The government is set to restrict the volume of carbon credits traded in the country, denying a free hand to public and private entities dealing in the offset units.
Carbon credits are permits that allow one to emit a certain amount of greenhouse gases, with the units purchased from owners of forests or other environmentally friendly assets.
The proposal to limit the volume of traded carbon credits is contained in a new draft of carbon trading regulations by the Ministry of Environment and seeks to align the transactions with the government’s own greenhouse gas emissions targets.
“The National Climate Change Council shall during every nationally determined contribution implementation period, upon the advice of the Cabinet Secretary as required by the Act, determine the carbon budget for trading,” reads the draft regulations which are now the subject of public participation.
The carbon budget for trading is described as the approved maximum quantity of greenhouse gas emission reductions/removals allocated for trading within carbon markets and is guided by the Paris Climate Agreement- nationally determined contributions.
Nationally determined contributions refer to voluntary plans that countries create to cut greenhouse gas emissions and adapt to climate change.
Implementation of the cap means Kenya will set a maximum quota of carbon credits tradable within a certain period after which such trades are frozen.
This comes even as Kenya is yet to fully develop a framework for sustainable linked financing and carbon credit markets.
Kenya, for instance, is yet to establish a carbon exchange which would be a regulated marketplace established under the Capital Markets Act allowing the buying and selling of certified emission reductions/carbon credits.
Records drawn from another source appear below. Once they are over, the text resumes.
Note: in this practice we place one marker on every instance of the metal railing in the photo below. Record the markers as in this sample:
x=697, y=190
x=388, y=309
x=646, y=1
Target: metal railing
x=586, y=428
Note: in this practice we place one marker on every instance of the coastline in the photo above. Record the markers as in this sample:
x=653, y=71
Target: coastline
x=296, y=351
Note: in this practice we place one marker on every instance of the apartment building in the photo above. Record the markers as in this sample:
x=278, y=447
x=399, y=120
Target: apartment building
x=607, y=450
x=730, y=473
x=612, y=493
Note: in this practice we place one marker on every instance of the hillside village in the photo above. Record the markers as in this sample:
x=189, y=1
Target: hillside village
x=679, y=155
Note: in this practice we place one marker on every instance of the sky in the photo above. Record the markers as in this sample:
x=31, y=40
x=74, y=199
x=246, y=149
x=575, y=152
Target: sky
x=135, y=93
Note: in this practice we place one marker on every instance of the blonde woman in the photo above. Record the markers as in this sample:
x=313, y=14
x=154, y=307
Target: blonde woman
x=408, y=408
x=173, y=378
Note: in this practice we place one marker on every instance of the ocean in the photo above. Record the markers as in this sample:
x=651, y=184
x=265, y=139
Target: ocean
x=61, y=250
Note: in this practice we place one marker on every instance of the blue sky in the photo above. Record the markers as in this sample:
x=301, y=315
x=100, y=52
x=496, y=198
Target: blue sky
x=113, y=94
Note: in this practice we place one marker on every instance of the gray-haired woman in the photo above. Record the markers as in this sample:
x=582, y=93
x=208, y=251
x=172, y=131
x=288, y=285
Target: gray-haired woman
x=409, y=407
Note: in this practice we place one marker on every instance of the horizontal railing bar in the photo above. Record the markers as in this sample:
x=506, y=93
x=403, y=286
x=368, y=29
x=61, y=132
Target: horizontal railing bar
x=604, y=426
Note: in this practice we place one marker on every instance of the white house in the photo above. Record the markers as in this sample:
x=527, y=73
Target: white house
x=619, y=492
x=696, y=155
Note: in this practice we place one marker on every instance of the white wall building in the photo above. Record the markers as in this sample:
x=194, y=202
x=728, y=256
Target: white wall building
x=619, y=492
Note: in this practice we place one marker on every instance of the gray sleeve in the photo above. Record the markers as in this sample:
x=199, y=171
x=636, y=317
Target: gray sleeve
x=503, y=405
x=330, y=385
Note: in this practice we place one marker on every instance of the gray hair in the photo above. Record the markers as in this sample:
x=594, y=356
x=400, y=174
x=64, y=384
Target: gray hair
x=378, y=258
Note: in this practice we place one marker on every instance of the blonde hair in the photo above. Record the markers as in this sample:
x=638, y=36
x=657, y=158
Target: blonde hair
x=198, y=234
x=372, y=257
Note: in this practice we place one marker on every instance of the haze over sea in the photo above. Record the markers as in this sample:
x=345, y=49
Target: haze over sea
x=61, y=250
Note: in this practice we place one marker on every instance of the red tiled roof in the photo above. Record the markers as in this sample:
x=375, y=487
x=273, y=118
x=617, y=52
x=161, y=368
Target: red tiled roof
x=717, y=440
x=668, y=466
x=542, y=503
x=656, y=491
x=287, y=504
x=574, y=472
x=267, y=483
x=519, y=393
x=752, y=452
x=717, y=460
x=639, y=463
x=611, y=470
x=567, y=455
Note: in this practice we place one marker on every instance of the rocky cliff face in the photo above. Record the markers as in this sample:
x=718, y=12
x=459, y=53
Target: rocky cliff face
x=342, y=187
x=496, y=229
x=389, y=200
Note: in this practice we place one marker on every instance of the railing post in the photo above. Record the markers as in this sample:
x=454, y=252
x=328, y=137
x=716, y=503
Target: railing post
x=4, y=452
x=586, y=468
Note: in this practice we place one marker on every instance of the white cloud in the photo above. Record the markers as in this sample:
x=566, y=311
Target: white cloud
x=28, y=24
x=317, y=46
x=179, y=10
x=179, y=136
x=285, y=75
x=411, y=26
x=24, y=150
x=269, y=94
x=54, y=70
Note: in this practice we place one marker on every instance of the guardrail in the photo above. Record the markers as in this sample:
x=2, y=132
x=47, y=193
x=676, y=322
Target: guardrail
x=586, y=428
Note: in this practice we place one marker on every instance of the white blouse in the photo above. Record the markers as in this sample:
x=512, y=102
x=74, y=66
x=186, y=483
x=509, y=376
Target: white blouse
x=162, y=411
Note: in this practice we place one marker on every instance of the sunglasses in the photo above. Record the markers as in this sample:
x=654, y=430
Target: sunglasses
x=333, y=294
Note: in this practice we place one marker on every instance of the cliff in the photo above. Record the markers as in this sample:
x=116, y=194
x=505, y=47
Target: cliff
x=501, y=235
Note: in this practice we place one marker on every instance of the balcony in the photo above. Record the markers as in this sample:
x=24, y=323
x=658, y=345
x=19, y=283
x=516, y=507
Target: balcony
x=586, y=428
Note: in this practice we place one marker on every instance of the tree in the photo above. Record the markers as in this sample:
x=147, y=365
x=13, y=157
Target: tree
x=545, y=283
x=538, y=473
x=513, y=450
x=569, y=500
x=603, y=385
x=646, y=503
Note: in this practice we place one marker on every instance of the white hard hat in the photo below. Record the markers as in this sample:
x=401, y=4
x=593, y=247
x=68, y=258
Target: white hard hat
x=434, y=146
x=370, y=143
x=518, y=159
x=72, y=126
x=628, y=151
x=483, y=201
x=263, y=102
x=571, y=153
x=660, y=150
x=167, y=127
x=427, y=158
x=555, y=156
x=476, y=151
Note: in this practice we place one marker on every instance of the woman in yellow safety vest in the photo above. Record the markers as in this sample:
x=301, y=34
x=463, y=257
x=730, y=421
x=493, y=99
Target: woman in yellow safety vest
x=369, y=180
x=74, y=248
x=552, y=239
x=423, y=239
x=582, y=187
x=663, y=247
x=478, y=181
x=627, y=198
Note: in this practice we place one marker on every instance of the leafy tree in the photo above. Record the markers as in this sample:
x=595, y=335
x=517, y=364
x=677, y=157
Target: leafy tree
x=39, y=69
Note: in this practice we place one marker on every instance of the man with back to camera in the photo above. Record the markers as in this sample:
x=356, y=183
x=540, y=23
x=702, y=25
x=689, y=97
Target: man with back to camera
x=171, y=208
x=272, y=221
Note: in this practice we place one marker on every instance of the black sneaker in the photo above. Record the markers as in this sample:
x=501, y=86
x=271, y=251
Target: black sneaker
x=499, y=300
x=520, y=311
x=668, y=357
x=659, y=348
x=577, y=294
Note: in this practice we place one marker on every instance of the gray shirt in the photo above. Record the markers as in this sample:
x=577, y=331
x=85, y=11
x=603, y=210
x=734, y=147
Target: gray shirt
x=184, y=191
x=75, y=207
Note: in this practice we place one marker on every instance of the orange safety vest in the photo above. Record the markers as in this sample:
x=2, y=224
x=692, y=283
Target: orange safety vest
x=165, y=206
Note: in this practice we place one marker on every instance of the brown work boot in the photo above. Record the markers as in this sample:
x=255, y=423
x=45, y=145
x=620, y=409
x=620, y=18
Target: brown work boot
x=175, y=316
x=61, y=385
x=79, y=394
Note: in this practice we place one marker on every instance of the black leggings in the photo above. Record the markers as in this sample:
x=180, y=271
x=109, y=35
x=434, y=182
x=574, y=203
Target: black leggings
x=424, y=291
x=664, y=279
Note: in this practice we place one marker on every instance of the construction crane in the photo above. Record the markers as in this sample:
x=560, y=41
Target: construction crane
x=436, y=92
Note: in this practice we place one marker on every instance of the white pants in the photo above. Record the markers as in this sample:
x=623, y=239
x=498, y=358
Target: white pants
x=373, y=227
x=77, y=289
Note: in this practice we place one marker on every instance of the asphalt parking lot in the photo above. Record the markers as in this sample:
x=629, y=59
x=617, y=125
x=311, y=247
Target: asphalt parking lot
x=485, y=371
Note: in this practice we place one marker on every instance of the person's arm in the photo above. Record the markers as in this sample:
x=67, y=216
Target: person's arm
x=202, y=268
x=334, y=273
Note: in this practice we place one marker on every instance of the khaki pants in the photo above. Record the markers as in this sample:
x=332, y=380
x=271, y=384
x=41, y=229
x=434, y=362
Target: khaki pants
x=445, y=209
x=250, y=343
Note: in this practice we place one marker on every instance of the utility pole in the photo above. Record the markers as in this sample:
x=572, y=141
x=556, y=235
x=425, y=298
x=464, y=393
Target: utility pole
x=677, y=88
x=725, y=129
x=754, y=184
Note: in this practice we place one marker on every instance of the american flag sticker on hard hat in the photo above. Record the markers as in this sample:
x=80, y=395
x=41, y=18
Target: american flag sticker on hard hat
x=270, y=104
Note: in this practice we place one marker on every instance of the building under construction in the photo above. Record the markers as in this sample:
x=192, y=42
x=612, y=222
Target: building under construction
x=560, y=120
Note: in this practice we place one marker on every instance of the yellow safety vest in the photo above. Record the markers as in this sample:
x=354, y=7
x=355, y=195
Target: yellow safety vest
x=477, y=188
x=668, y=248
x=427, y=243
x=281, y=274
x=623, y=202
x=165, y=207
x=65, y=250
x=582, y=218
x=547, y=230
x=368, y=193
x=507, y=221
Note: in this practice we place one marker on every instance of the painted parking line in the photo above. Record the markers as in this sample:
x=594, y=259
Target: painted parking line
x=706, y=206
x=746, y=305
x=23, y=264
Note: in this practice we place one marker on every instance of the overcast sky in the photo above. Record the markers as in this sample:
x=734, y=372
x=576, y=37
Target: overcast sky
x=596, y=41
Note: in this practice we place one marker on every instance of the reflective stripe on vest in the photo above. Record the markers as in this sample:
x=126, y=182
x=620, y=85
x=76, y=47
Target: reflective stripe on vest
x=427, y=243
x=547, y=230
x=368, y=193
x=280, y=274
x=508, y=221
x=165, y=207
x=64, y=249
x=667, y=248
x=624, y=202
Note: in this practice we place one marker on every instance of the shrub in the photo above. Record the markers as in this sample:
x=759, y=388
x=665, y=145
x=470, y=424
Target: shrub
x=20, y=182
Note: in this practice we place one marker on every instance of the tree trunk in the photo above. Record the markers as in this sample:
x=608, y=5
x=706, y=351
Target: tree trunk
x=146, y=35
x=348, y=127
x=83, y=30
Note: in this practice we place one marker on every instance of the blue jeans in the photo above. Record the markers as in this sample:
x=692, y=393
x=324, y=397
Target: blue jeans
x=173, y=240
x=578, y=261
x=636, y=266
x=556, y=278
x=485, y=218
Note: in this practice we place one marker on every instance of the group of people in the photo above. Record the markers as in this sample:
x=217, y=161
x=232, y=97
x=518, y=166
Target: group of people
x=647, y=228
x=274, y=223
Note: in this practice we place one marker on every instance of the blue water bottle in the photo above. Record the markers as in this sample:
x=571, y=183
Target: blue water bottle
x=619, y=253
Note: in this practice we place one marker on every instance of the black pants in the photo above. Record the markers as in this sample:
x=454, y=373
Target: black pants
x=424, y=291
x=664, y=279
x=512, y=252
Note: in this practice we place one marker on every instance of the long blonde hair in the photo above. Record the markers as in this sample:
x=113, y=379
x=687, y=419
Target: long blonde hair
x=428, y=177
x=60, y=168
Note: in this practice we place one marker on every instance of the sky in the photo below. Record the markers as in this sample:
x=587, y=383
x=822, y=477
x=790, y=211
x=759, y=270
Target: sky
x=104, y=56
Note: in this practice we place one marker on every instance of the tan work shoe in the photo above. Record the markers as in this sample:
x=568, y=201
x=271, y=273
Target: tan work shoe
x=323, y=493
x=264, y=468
The Capital Markets Authority (CMA) has been working with peer regional capital markets watchdogs under the East African Securities Regulatory Authorities (Easra) to develop a regulatory framework for sustainable finance.
The framework is expected to establish standards for regulating sustainability linked issuance of securities, use of proceeds, projects evaluation and reporting.
The regulators are expected to conduct a regional study on carbon credit markets to deepen their understanding of the existing shareholders and the regulatory framework which will inform a new regional framework for domestication at national level.
Recent carbon credit deals have offered a sneak peek into the existing lucrative market for climate change initiatives.
The Kenya Electricity Generating Company (KenGen) was for instance set to receive Sh4.1 billion ($32.05 million) at the end of last year from the sale of its certified emission reductions (CERs).
The electricity generator entered a contract with Sintmond Group-a Nairobi based firm offering energy solutions, inspections and waste disposal to purchase Sh4.6 million tonnes of CERs.
The carbon credits are from KenGen’s six projects including Kiambere Hydro Power Project, Olkaria IV, Olkaria 1 unit four and five and Ngong Wind.
The sale of the CERs is expected to leave the NSE listed firm with a balance of 1.84 million tonnes of credits.
Kenya is meanwhile engaged in talks with carbon market consulting firm Suni Smart Energy to monetise the 15 billion trees that President Willam Ruto’s administration is seeking to plant within eight years.
The talks led by the Ministry of Environment, Climate Change and Forestry are aimed at inking a Sh452.2 million ($3.5 million) 10-year deal that will see the consultancy support the development of a trading platform for carbon credits across the 47 counties.